1 year in, attending Uni remotely after work

I never thought I was gonna go to university, simply didn’t believe it was worth the time investment, let alone any potential cost (it’s free in Denmark). To anyone thinking about taking a CS degree, I would suggest you think long and hard about what value it will bring you. Generally you will be better off by jumping in the deep end. Start coding and get a job. Don’t put off charging people money, you will be adding value before you feel it (Imposter syndrome is a thing).

But given the increased difficulty associated with moving to the US without a degree and my fondness for living in the Valley, I decided it was worth it after all.

I’ve been attending University of Copenhagen studying Computer Science for a year now. Although the course is a regular in-person course, I’m attending it remotely from London where I work.

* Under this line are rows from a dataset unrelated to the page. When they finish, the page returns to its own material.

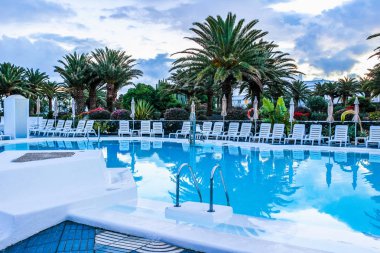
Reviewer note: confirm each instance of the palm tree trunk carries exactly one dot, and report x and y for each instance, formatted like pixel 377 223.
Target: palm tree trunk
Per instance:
pixel 110 96
pixel 92 97
pixel 50 104
pixel 210 96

People thought I was crazy for attempting this, but here’s my thoughts 12 months in.

Students have it easy

Considering how many people warned me it would be impossible to study remotely and maintain my day job, I’m delighted to report that it’s been relatively easy.

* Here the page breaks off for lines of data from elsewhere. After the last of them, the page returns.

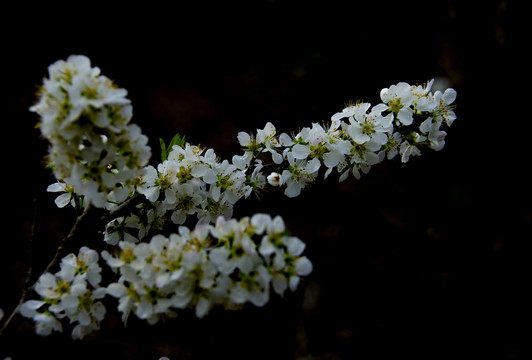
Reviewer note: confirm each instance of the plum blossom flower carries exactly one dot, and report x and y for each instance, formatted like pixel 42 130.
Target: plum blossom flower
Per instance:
pixel 71 293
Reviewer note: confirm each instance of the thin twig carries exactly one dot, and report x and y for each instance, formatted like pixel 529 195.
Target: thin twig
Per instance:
pixel 29 284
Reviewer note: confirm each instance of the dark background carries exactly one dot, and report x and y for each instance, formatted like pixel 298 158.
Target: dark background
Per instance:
pixel 426 260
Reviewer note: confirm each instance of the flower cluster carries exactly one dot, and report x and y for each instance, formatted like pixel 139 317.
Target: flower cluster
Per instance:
pixel 194 181
pixel 71 293
pixel 228 264
pixel 191 182
pixel 408 119
pixel 94 150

I would say I’ve spent 2-3 hours a week on it on average, but it’s been lumped in larger chunks meaning most weeks were uni free while others involved 8-12 hours of cramming to get a big project finished. It would be interesting to have a log of how many hours I use for next year, as I have a strong bias for remembering these numbers as lower than the actual time usage. I seemingly only used 100 hours, let’s say 150 for any bias of mine, on a 1600 hour course load — not bad. Something suggests to me that students could be pushed more, although my prior knowledge of computer science obviously is a huge unfair advantage.

I’m starting to appreciate the value CS fundamentals

I’m still bullish on university being an ineffective use of time. But it does force you to learn non immediately practical skills that I’ve come to appreciate.

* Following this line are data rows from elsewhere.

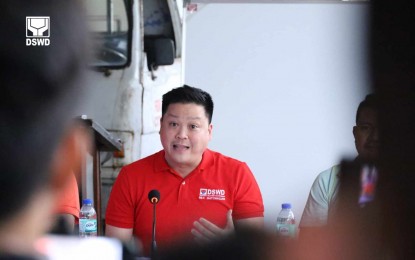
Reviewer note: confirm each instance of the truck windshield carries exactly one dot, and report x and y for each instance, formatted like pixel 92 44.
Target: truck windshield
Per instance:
pixel 109 24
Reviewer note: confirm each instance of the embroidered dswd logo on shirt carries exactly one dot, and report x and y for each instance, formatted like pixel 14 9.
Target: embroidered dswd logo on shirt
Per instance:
pixel 211 194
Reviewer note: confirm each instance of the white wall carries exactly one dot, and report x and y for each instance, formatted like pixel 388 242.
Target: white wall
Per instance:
pixel 286 80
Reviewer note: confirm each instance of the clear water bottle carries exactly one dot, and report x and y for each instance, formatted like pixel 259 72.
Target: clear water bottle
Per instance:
pixel 286 222
pixel 87 219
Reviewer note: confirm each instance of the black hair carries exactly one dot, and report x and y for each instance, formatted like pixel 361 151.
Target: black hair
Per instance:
pixel 371 101
pixel 186 95
pixel 40 89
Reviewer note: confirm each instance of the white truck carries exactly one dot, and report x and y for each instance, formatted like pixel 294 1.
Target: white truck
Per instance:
pixel 138 57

It forces you to read/write new languages. Last year the only new language I picked up outside of university was Swift which honestly isn’t that big of a divergence from my past experience. At university I’ve been forced to write more F# and Python that I ever otherwise would have. It’s been interesting to spend some time in a functional language and it definitely forced me to think differently about writing code.

It forces you to do math. I’m not gonna claim that I will apply much of this in my day-to-day life. But it’s certainly been interesting although challenging at times to expand my horizon mathematically. I’m probably not gonna write an induction proof for my code ever again, but having a better grasp of Vectors and Matrix’s have already come in handy when discussing Data Science and Machine learning.

It forces you to read algorithms. Depending on what kind of programming you do the particular algorithms might seldom be useful. But to grasp and discuss algorithms you need an understanding of Big O and data structures that’s incredible useful. “incredible useful” remember most apps can scale pretty far with the most basic of engineering, but obviously there’s some personal pride in doing things in a better way.

It forces you to read. Granted I skipped a lot of the course material. But I did enjoy books like Agile Principles, Patterns, and Practices in C#, Introduction to Algorithms and Code Complete. I probably wouldn’t have taken the time to read them otherwise, at least not this year.

Universities are run by students

It’s been very surprising to me that I’m almost exclusively contacting TA’s when I want to get information about the course that isn’t available online. Luckily for me this makes it super easy to fly under the radar when it comes to never going to class.

I do find it interesting how bad the online tooling is at my university. Since it’s free in Denmark you would think they have an incentive to publish lecture video’s and materials freely online. That is certainly not the case, and I would honestly prefer a FTP server to their intranet software. I think it’s a huge lost marketing opportunity, not to mention an opportunity for improving society.

Education is ripe for disruption

Fundamentally what you need to learn is a curriculum and social pressure to finish — that’s it. The curriculum can be produced once and shared world-wide and the social pressure can be designed and crowdsourced. The incumbents cost THOUSANDS of dollars and takes far longer than necessary. There are loads of coding schools out there. Udemy and Khan Academy are doing great things as well.

Khan Academy is the best source I found for learning math. My problem with Khan Academy is that the courses are not granular enough, don’t provide enough background on why subjects should be learned and doesn’t have enough assignments to secure retention. Also it doesn’t provide social pressure, but that’s not its goal either.

I think someone has the opportunity to create a self-sustaining community of students that offers:

  • A broad and incredibly deep curriculum by stitching together what already exists out there in a more pedagogical way. The key is to have courses that are 80% overlapping, but really focus on engaging the students for what they’re specifically trying to learn in the last 20%.

  • Social pressure through peer-to-peer assessments and weekly group sessions.

Perhaps a thought for the future, I know lots of smart people are working on the problem.